Keyword Search
The Keyword Search use case leverages AI to streamline information retrieval, reducing manual effort and improving accuracy. Using RAG, a vector database, and structured responses, it enables efficient keyword-based searches across large datasets. This ensures fast, relevant, and organized insights for users.
Key Features
- RAG Implementation – Uses Retrieval-Augmented Generation (RAG) to enhance keyword search by retrieving relevant data and generating concise, AI-powered responses.
- Vector Database – Stores and manages vector embeddings for efficient retrieval of similar items in high-dimensional spaces, enabling accurate search across complex datasets.
- Structured Responses – Organizes search results into structured formats like tables, bullet points, or sections for better readability and quick comprehension.
Architecture
The process begins by creating a flow that implements Retrieval-Augmented Generation (RAG) using chunking and an index node. This step structures the data into manageable segments before storing it in a vector database, enabling efficient retrieval of relevant information when queried.
By leveraging this indexing approach, the system ensures that even large datasets can be searched and processed with high accuracy and speed.
In the next phase, a second flow is designed with an API Node as the trigger. This flow incorporates a Keyword Search Node to query the vector database, retrieving the most relevant information based on user inputs.
Finally, the API Response Node is modified to refine the output, ensuring that the retrieved data is structured and contextually relevant.
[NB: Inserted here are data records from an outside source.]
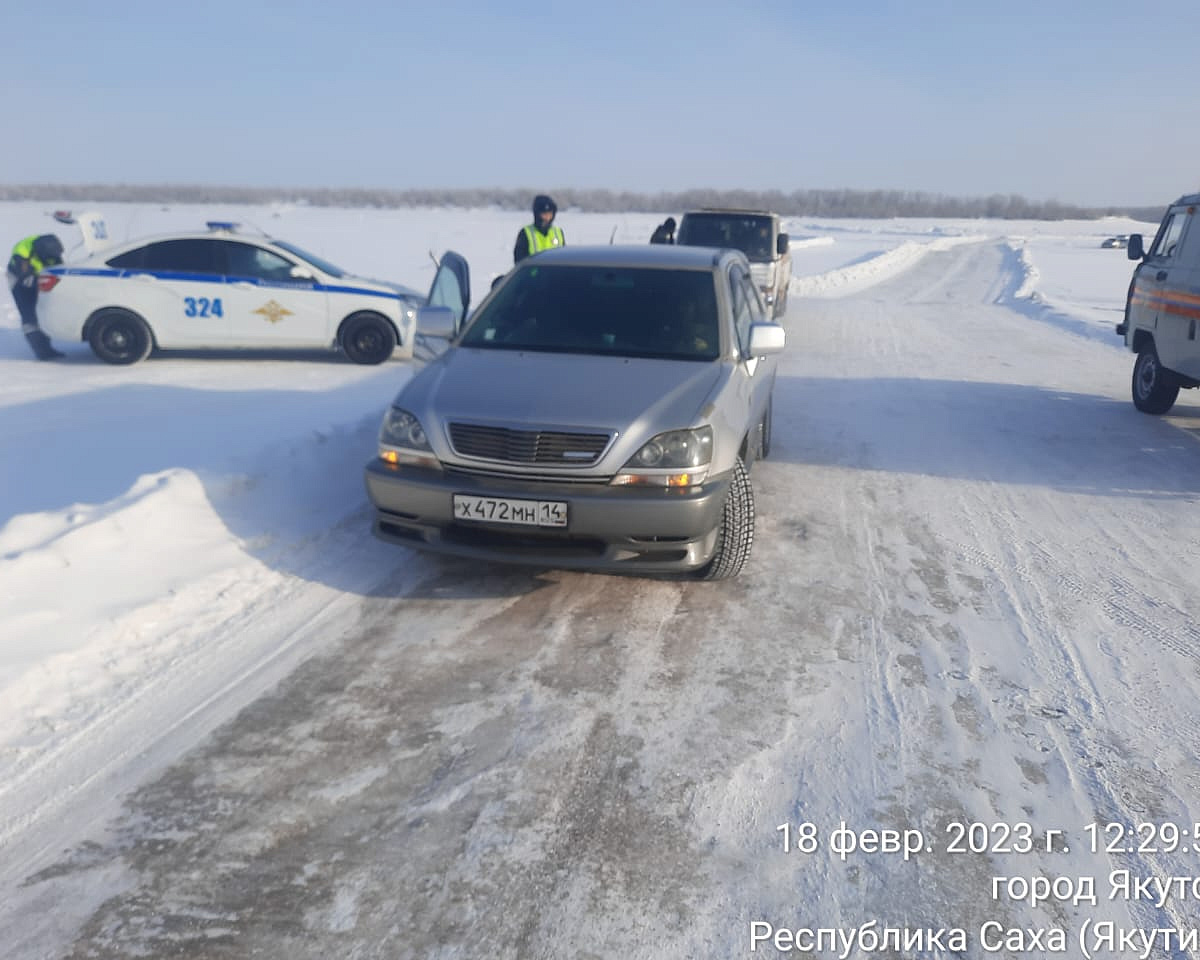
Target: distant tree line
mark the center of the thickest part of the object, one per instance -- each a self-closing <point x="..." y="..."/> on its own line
<point x="871" y="204"/>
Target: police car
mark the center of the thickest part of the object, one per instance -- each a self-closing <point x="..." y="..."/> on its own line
<point x="220" y="288"/>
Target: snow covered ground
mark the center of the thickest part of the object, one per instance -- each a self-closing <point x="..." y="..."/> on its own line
<point x="180" y="535"/>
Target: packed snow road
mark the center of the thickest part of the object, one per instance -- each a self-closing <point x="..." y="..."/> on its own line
<point x="965" y="643"/>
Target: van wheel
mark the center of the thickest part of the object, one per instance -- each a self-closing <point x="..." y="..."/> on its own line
<point x="118" y="336"/>
<point x="735" y="535"/>
<point x="1153" y="387"/>
<point x="369" y="339"/>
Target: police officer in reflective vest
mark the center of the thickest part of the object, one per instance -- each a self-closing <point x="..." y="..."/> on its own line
<point x="541" y="234"/>
<point x="29" y="258"/>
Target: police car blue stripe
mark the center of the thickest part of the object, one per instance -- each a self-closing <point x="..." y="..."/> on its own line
<point x="83" y="271"/>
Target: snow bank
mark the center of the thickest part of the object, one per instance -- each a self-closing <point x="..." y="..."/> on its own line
<point x="857" y="276"/>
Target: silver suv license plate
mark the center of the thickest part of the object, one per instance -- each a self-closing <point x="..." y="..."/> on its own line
<point x="504" y="510"/>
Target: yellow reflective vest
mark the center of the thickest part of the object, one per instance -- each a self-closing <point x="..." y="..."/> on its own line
<point x="24" y="250"/>
<point x="540" y="241"/>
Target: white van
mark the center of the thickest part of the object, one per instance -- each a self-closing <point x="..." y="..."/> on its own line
<point x="1162" y="309"/>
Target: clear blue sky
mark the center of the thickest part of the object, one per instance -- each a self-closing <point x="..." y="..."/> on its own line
<point x="1084" y="102"/>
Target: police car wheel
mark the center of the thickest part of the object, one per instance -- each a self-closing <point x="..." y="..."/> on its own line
<point x="367" y="339"/>
<point x="118" y="336"/>
<point x="1153" y="388"/>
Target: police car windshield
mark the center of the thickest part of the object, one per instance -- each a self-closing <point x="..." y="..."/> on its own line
<point x="325" y="267"/>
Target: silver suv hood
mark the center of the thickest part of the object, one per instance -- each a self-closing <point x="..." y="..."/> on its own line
<point x="633" y="397"/>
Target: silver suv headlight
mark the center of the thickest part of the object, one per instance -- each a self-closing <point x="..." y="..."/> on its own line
<point x="676" y="459"/>
<point x="402" y="441"/>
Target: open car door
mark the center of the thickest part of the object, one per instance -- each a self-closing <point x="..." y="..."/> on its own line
<point x="451" y="287"/>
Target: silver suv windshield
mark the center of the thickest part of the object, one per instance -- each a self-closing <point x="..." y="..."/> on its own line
<point x="669" y="315"/>
<point x="748" y="233"/>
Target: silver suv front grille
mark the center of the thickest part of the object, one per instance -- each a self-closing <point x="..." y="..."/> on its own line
<point x="532" y="447"/>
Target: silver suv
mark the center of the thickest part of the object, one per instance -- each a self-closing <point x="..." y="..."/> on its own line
<point x="600" y="409"/>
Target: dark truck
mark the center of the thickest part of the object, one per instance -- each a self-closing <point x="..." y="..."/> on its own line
<point x="757" y="234"/>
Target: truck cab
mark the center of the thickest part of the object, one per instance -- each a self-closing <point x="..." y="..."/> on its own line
<point x="1162" y="309"/>
<point x="757" y="234"/>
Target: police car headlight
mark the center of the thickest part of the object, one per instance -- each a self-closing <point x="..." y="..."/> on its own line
<point x="677" y="459"/>
<point x="402" y="441"/>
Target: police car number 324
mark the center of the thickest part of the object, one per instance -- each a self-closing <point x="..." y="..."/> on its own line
<point x="220" y="288"/>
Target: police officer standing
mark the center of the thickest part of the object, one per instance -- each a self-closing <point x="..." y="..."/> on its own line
<point x="664" y="233"/>
<point x="29" y="258"/>
<point x="541" y="234"/>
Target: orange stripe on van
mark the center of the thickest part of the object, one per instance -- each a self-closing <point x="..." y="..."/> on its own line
<point x="1169" y="304"/>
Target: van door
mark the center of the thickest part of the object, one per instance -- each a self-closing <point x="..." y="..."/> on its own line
<point x="1161" y="289"/>
<point x="1181" y="293"/>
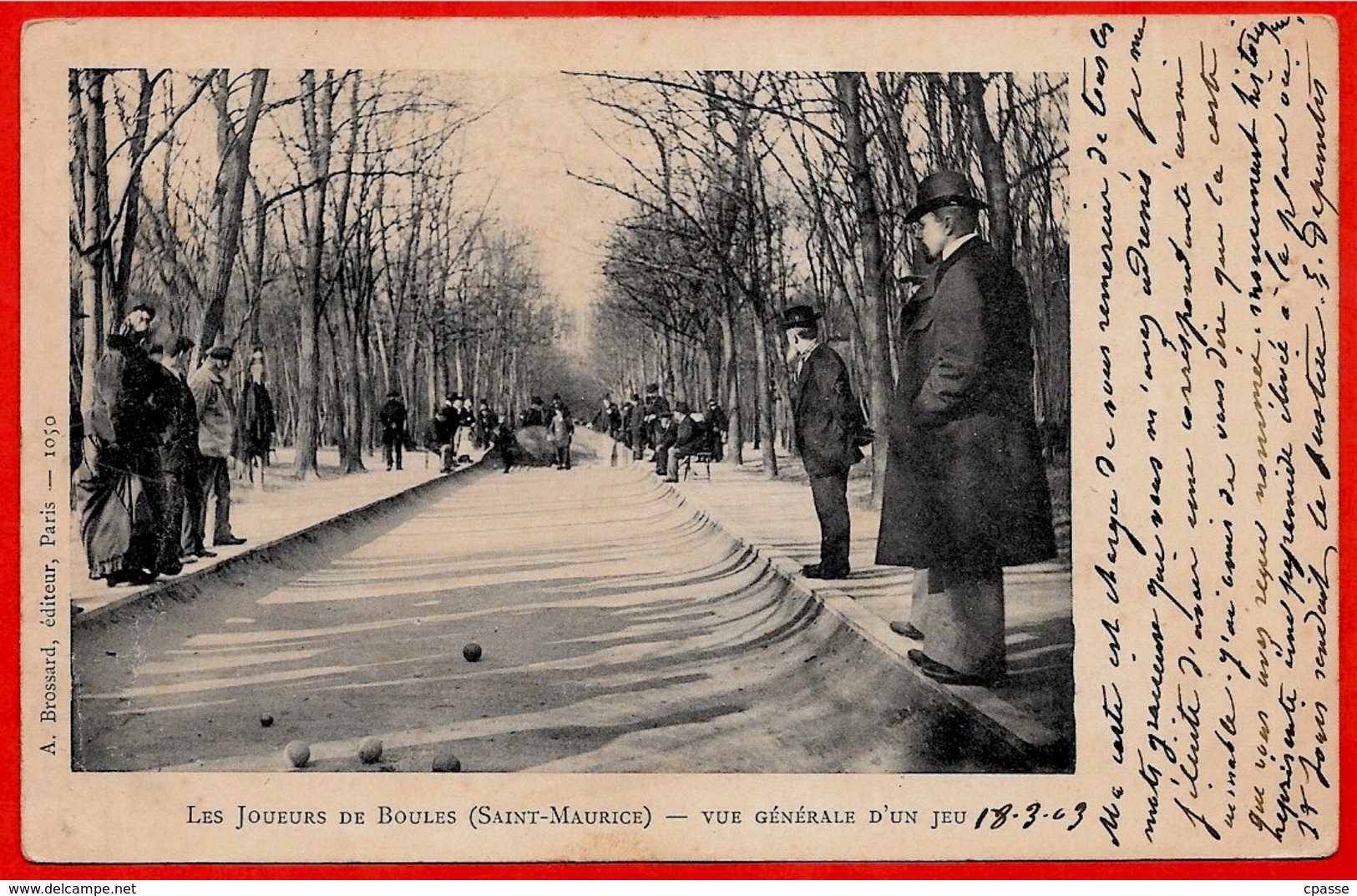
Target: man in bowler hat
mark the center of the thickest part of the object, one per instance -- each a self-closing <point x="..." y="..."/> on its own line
<point x="827" y="420"/>
<point x="965" y="490"/>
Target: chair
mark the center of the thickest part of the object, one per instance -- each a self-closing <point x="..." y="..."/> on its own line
<point x="703" y="458"/>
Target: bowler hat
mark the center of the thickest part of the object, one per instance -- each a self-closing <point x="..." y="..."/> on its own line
<point x="942" y="189"/>
<point x="798" y="316"/>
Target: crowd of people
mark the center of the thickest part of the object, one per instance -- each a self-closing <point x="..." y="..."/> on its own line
<point x="155" y="449"/>
<point x="672" y="433"/>
<point x="965" y="490"/>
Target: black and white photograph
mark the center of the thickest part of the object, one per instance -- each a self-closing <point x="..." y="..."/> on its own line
<point x="416" y="436"/>
<point x="857" y="438"/>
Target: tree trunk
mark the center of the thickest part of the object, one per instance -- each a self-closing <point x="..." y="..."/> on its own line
<point x="136" y="144"/>
<point x="95" y="301"/>
<point x="228" y="199"/>
<point x="316" y="104"/>
<point x="874" y="273"/>
<point x="991" y="167"/>
<point x="763" y="401"/>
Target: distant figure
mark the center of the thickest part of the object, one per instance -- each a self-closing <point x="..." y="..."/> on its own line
<point x="636" y="425"/>
<point x="625" y="421"/>
<point x="560" y="429"/>
<point x="965" y="490"/>
<point x="216" y="425"/>
<point x="683" y="438"/>
<point x="441" y="431"/>
<point x="716" y="425"/>
<point x="119" y="520"/>
<point x="392" y="418"/>
<point x="180" y="460"/>
<point x="657" y="410"/>
<point x="486" y="424"/>
<point x="466" y="423"/>
<point x="256" y="418"/>
<point x="827" y="420"/>
<point x="506" y="444"/>
<point x="536" y="413"/>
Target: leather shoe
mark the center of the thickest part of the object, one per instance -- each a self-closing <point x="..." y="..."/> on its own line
<point x="907" y="629"/>
<point x="946" y="675"/>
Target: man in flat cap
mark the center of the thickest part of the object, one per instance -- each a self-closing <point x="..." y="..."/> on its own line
<point x="965" y="489"/>
<point x="827" y="421"/>
<point x="216" y="427"/>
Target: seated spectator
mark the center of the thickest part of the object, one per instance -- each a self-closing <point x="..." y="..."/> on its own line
<point x="506" y="444"/>
<point x="716" y="425"/>
<point x="441" y="431"/>
<point x="687" y="438"/>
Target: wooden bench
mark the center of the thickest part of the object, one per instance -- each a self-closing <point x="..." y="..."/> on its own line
<point x="703" y="458"/>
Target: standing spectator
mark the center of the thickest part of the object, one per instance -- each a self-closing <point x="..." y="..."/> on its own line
<point x="466" y="421"/>
<point x="536" y="413"/>
<point x="178" y="453"/>
<point x="441" y="429"/>
<point x="666" y="438"/>
<point x="392" y="418"/>
<point x="683" y="440"/>
<point x="965" y="489"/>
<point x="560" y="429"/>
<point x="180" y="460"/>
<point x="716" y="427"/>
<point x="657" y="412"/>
<point x="636" y="427"/>
<point x="119" y="522"/>
<point x="827" y="421"/>
<point x="506" y="444"/>
<point x="256" y="418"/>
<point x="486" y="424"/>
<point x="216" y="421"/>
<point x="625" y="421"/>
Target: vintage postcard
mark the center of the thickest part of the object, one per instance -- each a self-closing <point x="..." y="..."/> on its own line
<point x="842" y="438"/>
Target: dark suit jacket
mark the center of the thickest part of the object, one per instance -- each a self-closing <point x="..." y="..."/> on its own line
<point x="827" y="414"/>
<point x="965" y="482"/>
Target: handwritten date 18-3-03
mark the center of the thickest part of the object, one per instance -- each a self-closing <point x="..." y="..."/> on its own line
<point x="1031" y="815"/>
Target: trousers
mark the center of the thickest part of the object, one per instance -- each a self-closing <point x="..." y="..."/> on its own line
<point x="961" y="614"/>
<point x="831" y="497"/>
<point x="215" y="481"/>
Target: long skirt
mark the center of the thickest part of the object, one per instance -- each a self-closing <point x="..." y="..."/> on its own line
<point x="119" y="519"/>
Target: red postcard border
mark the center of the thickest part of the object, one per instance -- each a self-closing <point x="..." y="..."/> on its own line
<point x="14" y="17"/>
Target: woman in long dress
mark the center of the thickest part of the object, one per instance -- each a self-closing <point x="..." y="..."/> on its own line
<point x="119" y="485"/>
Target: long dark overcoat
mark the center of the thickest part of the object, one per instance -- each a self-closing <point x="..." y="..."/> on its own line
<point x="965" y="481"/>
<point x="827" y="416"/>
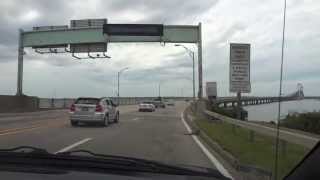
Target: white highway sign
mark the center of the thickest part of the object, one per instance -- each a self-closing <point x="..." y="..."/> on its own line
<point x="240" y="68"/>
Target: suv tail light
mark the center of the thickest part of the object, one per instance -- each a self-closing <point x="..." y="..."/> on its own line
<point x="98" y="108"/>
<point x="72" y="108"/>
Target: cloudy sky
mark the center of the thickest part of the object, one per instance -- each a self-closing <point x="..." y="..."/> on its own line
<point x="247" y="21"/>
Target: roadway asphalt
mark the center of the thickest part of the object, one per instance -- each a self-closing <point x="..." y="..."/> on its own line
<point x="158" y="135"/>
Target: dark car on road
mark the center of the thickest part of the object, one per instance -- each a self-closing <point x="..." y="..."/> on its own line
<point x="159" y="104"/>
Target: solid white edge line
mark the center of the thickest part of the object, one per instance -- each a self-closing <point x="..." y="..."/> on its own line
<point x="213" y="160"/>
<point x="73" y="145"/>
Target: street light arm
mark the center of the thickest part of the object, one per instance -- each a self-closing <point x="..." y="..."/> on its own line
<point x="190" y="52"/>
<point x="123" y="70"/>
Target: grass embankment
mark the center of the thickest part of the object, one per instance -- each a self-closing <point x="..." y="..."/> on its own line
<point x="309" y="122"/>
<point x="258" y="153"/>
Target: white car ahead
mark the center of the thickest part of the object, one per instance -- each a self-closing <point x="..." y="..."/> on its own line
<point x="93" y="110"/>
<point x="147" y="106"/>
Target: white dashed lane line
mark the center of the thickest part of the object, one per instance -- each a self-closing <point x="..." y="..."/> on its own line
<point x="74" y="145"/>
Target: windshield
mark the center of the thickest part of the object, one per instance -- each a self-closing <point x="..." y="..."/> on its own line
<point x="234" y="85"/>
<point x="87" y="101"/>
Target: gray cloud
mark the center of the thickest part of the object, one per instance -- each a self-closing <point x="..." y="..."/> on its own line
<point x="258" y="23"/>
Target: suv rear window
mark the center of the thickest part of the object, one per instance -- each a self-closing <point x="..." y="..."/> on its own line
<point x="87" y="101"/>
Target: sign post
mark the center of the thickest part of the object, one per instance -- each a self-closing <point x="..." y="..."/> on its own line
<point x="239" y="72"/>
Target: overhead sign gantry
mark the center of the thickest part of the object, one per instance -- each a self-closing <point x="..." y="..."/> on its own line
<point x="90" y="37"/>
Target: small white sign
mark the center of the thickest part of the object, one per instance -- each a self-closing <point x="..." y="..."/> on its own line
<point x="240" y="68"/>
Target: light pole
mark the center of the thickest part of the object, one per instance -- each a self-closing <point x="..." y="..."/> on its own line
<point x="191" y="54"/>
<point x="119" y="73"/>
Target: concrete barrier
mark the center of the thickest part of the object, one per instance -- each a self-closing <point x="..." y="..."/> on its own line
<point x="18" y="103"/>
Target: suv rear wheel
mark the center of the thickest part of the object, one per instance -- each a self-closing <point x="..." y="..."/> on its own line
<point x="74" y="123"/>
<point x="116" y="119"/>
<point x="106" y="121"/>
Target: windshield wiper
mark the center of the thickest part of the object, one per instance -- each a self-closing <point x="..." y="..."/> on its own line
<point x="148" y="165"/>
<point x="26" y="149"/>
<point x="35" y="156"/>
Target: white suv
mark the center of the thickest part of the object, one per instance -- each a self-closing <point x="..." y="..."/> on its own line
<point x="93" y="110"/>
This setup enables seamless integration with various applications, enhancing the accessibility and accuracy of AI-powered responses.
How it Works?
Tools used
- API Request Node.
- Keyword Search Node.
Benefits
1. RAG Response – Delivers AI-enhanced, contextually relevant answers by blending retrieval and generation. 2. Quick Response Time – Ensures fast information retrieval and processing for efficiency. 3. Quick Deployment – Easily integrates into workflows, reducing setup and implementation time.